By Vitalii Hnidyi
KOSTIANTYNIVKA, Ukraine (Reuters) – An overnight attack on Sunday devastated the train station, shops and homes in the town of Kostiantynivka near the frontline of Ukraine’s two-year-old war against Russia, leaving residents pondering how to piece together fragile lives.
Two years to the day from Russia’s full-scale invasion of Ukraine, firefighters battled flames into the night.
Even after dawn, teams doused pockets of flames and stubborn embers in the building’s roof. Smoke continued to billow skyward from a wrecked, elegant archway.
“I feel like it ripped me apart … and not only the railway station,” said a tearful Ruslana Popova, seated on the steps of a stairway crossing over the station’s tracks.
“Well, I lived here,” she added, managing a smile. “Just across, over there. We were neighbours. My aunt used to work here.”
Police in Donetsk region, the focal point of Russia’s advance in eastern Ukraine, said a guided aerial bomb hit the station about midnight. Four S-300 missiles targeted the town hours later.
Reuters could not verify battlefield reports from either side.
Kostiantynivka lies 30 km (18 miles) west of Bakhmut, a town that fell to Russian forces last May after months of battles, and north of Avdiivka, captured by Moscow’s forces last week.
The station was all but destroyed in the attack, its facade and much of its roof collapsed from the overnight assault.
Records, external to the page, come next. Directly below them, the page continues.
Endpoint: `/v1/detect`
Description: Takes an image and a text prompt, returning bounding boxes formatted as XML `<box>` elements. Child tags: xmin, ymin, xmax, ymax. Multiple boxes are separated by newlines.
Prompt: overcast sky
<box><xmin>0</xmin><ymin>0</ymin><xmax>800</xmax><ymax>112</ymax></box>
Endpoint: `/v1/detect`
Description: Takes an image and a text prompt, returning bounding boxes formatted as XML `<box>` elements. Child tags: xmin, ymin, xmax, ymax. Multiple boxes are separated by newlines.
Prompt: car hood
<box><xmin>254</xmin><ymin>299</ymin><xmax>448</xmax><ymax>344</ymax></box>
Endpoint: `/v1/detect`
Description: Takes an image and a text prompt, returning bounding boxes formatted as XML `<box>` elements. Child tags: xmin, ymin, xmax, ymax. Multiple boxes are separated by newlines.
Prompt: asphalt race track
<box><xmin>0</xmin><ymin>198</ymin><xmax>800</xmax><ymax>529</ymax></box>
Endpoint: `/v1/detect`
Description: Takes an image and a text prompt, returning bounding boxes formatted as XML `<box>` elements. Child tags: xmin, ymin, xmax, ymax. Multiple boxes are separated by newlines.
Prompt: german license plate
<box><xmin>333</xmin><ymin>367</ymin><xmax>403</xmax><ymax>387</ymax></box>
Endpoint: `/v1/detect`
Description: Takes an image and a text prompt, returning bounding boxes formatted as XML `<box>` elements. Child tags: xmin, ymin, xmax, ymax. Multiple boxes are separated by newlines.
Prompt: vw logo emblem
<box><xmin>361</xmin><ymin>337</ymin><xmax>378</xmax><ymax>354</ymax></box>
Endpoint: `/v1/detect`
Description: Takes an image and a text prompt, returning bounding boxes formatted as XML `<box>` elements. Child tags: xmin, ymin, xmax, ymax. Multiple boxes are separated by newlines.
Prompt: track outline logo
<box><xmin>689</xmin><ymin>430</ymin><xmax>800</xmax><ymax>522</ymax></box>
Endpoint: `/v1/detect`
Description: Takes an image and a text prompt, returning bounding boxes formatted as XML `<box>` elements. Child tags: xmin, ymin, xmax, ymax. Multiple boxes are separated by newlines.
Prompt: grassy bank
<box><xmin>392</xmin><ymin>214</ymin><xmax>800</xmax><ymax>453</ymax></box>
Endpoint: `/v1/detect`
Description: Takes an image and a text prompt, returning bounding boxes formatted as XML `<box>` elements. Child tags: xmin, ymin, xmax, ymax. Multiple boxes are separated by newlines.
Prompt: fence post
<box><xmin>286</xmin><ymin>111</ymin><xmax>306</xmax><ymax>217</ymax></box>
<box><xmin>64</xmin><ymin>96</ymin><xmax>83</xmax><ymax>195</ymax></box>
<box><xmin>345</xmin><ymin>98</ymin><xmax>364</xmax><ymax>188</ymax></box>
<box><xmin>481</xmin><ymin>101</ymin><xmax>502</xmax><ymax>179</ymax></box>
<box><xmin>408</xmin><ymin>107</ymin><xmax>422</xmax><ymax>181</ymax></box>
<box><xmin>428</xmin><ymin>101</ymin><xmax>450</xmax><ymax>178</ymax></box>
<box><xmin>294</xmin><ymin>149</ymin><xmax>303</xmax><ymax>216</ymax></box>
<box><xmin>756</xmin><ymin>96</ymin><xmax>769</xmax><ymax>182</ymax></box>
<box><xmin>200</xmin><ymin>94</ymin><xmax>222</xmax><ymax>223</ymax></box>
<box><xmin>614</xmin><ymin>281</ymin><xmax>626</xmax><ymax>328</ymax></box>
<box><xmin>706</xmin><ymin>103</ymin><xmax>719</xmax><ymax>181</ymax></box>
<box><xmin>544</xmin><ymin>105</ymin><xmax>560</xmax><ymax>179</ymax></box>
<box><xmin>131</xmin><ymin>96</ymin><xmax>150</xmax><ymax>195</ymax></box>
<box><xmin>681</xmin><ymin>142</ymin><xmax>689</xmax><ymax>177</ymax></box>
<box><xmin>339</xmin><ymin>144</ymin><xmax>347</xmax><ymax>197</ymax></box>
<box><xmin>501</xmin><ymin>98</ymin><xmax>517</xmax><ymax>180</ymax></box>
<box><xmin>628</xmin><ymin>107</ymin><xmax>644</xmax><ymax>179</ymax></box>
In the morning aftermath, workers cleared rubble from a supermarket that was also hit, all its windows smashed, much of its interior under piles of debris. The cupolas of a nearby church also sustained damage.
City officials pored over pieces of what was presumed to be the guided aerial bomb.
“I was asleep at night, I saw a bolt of light that lit up the whole town. That was it, I didn’t hear any loud noise. When I woke up in the morning, I saw this nightmare,” said Ksenia, standing in one of damaged buildings.
The station had been working, Ksenia said. She had bought a ticket last month and a humanitarian aid point was in operation.
“Why? I don’t know, my parents are now left homeless, do you understand?” she said. “We lived together, we worked together as best we could. Now, we’ll have to figure out what to do. We’ll come up with something.”
Russia’s Defence Ministry said on Sunday that its forces had taken more advantageous positions near Avdiivka and the nearby town of Donetsk after President Vladimir Putin ordered the military to push further into Ukraine.